Astra Microwave Products Limited (AMPL) announced that its Board of Directors has approved a Scheme of Arrangement for the demerger of its Space, Meteorology, and Hydrology business. This division will be transferred to its wholly-owned subsidiary, Astra Space Technologies Private Limited (ASTPL), on a going concern basis. ASTPL will subsequently issue shares to AMPL shareholders. The scheme is subject to regulatory approvals.
Scheme of Arrangement Approved for Demerger
The Board of Directors of Astra Microwave Products Limited (AMPL) has officially approved a Scheme of Arrangement, marking a significant step towards demerging its Space, Meteorology, and Hydrology business. This strategic decision was made during the Board meeting held on June 10, 2026, following recommendations from the Independent Directors Committee and the Audit Committee.

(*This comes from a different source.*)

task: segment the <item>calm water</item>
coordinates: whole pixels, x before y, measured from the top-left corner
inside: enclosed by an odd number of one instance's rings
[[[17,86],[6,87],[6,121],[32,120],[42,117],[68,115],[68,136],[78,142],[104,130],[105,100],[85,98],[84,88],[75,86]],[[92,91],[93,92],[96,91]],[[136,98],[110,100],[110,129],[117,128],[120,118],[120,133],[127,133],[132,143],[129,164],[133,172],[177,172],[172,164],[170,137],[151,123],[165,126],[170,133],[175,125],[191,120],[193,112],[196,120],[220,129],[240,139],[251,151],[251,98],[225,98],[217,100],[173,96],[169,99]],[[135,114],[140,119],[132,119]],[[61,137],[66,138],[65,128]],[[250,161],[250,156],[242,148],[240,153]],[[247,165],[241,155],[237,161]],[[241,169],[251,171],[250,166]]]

Demerger Details and New Entity
The demerger involves transferring the Space, Meteorology, and Hydrology business from AMPL to its wholly-owned subsidiary, Astra Space Technologies Private Limited (ASTPL). This transfer will be executed on a going concern basis. As part of the arrangement, ASTPL will issue shares to AMPL shareholders based on a determined share ratio. The entire transaction is intended to be completed in compliance with applicable laws and tax provisions.
Rationale for the Demerger
The demerger aims to create two distinct, sector-focused listed entities. One entity will concentrate on Radar Electronics, Electronic Warfare, and Telemetry, while the other, ASTPL, will focus exclusively on Space, Meteorology, and Hydrology. The company believes this separation will allow for a differentiated growth strategy, tailored to the unique characteristics and market opportunities within the Space, Meteorology, and Hydrology sector. A standalone entity is expected to attract specific investors and strategic partners more effectively.
Financial and Shareholding Impact
The turnover of the demerged undertaking for the financial year ended March 31, 2026, was approximately INR 157 Crores, representing 13.58% of AMPL’s total turnover for that year. There will be no cash consideration involved in this scheme. ASTPL will issue 1 fully paid-up equity share of INR 2 to eligible AMPL shareholders for every 1 fully paid-up equity share of INR 2 held in AMPL, effectively mirroring the shareholding pattern of AMPL. The pre-scheme paid-up share capital of ASTPL will be cancelled and reduced.
Regulatory Approvals Required
The successful implementation of this Scheme of Arrangement is contingent upon obtaining necessary approvals from several regulatory bodies. These include the jurisdictional Hon’ble National Company Law Tribunal, the Securities and Exchange Board of India (SEBI), BSE Limited, and the National Stock Exchange of India Limited, along with any other required sanctions from relevant authorities.
Listing of Resulting Entity
The new shares of ASTPL are intended to be listed and admitted for trading on both the NSE and BSE, pending the receipt of requisite approvals from the stock exchanges. The announcement confirms that AMPL’s shareholding pattern will remain unchanged, while ASTPL, post-demerger, will reflect the shareholding of AMPL.
Board Meeting Details
The Board Meeting where this approval was granted commenced at 11:45 AM and concluded at 12:20 PM on June 10, 2026.